Keep on the sunny side
Always on the sunny side
Keep on the sunny side of life
It will help us everyday
It will brighten all our way
If we keep on the sunny side of life.
Saturday, April 22, 2006
Those same people who have been calling for the leaker of Valerie Plame’s name to be tried for treason and/or shot (so long as it was Karl Rove or Scooter Libby) — what will they say of the Mary McCarthy case?
Friday, April 21, 2006
On a day when there was news of a Duke University study that casts severe doubt on the global-warming-doom-mongering, there are also posts about climate change today from Clive Davis, commenting on a refreshing BBC program on the subject, and Richard John Neuhaus who has stepped into it at First Things.
Religious leaders who have jumped on the global warming bandwagon frequently say that we have to be willing to make radical sacrifices. But it is the poor of the world who will be required to make the greatest sacrifices. It may be a relatively little thing for an American to give up his SUV, but it’s a very big thing for somebody in Niger to give up his hope for a square meal each day.

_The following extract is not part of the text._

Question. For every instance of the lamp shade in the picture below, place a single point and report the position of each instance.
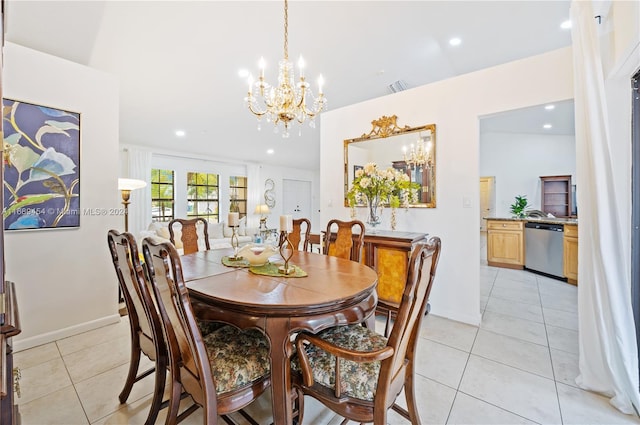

It is not bold and prophetic to call for sacrifices, whether here or in the global South, that no political leader could possibly embrace. It is moralistic self-indulgence.
Thursday, April 20, 2006
A preview of Dylan’s new radio show has been heard by journalists — or at least by Reuters, as reproduced here by MSNBC.
In a preview recording of his show that debuts on May 3, the singer/songwriter/author is by turns playful and spooky, topical and historical, eager to share his favorite stories and records — and clearly having a ball.
Fans have long combed through Dylan’s vast catalog of songs, his quirky, guarded public statements and even his garbage for clues to just about anything, and this show will be no exception.
He gives them plenty to work with, studding his show with self-referential jokes, including several proud mentions of his native state of Minnesota.
But at another point he observes, “We seem to be playing a lot of songs from New Orleans.”
Thus, he makes a number of pointed but low-key comments about Hurricane Katrina and New Orleans. [Ed: what do you think Reuters is trying to imply there?]
And thus, Muddy Waters sings “Blow Wind Blow”; Jimi Hendrix, “The Wind Cries Mary”; Frank Sinatra, “Summer Wind”; and Dean Martin (with a Dixie brass band), “I Don’t Care If the Sun Don’t Shine”.
Also aboard are Judy Garland, Irma Thomas, Sister Rosetta Tharpe, calypso’s Lord Beginner, Fats Domino, the Spaniels, the Staples Singers and the Carter Family — quite a varied group.
Dylan also tells the story of Johnny Bragg, sent to a Tennessee penitentiary for rape in the 1940s, when “rape could have meant just looking at a white woman in the wrong way.” While a convict, Bragg formed a singing group and had a hit called “Just Walkin’ in the Rain.”
“A sad story. A beautiful song. ‘Just Walkin’ in the Rain.’ The Prisonaires,” Dylan announces.
Dylan obviously loves these people and songs, savoring the names of the musicians — and sometimes their wives — and fondly reciting favorite lines. He even quotes Stevie Wonder in Italian. Wonder did a number of foreign-language versions of “A Place in the Sun.”
That Dino track is currently available on a very fine CD called “Swingin’ Down Yonder.” Of-course Dean’s version of that was no doubt a big influence on one Elvis Presley’s rendition later in the 1950s. Elvis owed more than a little to Dean generally, it would seem.
The Sinatra track, “Summer Wind,” is available on Frank’s slightly odd 1966 album “Strangers in the Night.” The title track is, to me, a drag. “Summer Wind” on the other hand is a powerhouse tune and doesn’t get old no matter how many times it blares over the local bar’s jukebox. Most of the rest of the album is also pretty fun, years hence — it’s Sinatra’s final great collaboration with Nelson Riddle, and the driving arrangements featuring a big organ sound provide a unique setting for Frank’s singing. (It’s funny: I had thought Dylan might play Sinatra doing “Ill Wind,” from “In the Wee Small Hours.”)
Still can’t wait for Dylan’s show — though at this rate the entire content of it will be known before it actually airs.